By my third day I’d already discussed a few of my concerns with management and, shocker, they didn’t care. Ironically, I had been given a welding job that morning, but by then my mind was pretty much made up. Before lunch I walked up to the boss’s office

.

“You lied about the job.” He tried to interrupt, but I continued, “Naw, man. You’ve lied to a bunch of these guys about their jobs and their pay. I don’t need any of this shit. I’m out.” And I turned around and left. I said peace to the cats on the floor on my way out.

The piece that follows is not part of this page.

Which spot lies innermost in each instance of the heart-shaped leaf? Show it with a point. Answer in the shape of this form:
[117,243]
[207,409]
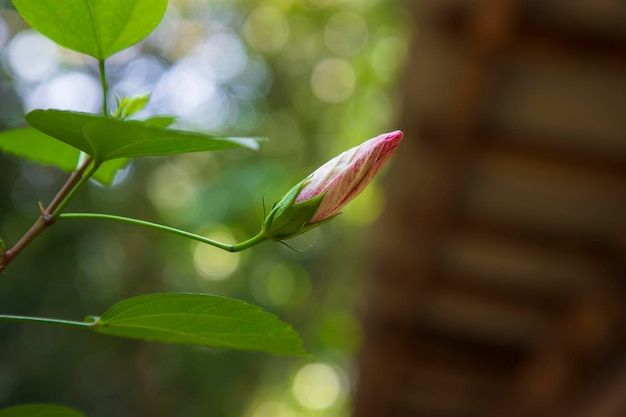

The only thing missing from that moment was Johnny Paycheck’s “Take This Job and Shove It” playing in the background:

Well that foreman, he's a regular dog. The line boss, he's a fool. Got a brand new flattop haircut. Lord, he thinks he's cool. One of these days I'm gonna' blow my top. And that sucker, he's gonna' pay. Lord I can't wait to see their faces. When I get the nerve to say...Take this job and shove it. I ain't working here no more

Coincidentally, one of the dudes that worked there was a friend of a friend. We didn’t know it at the time, but at some point, years later, the mutual friendship popped up through Facebook and he said to me, “Dude! You’re the guy that told them to f#%^ off, dropped the mic, and walked out! We still talk about that!”

Fortunately for him, after being forced to stick it out with FFC, they started treating him a little better. He became a superintendent on projects and made a little bit more money.

It wasn’t long after the “mic drop” that GDLS called my number and I was officially brought in as a driver/mechanic, which is what I’m still doing 10 years later.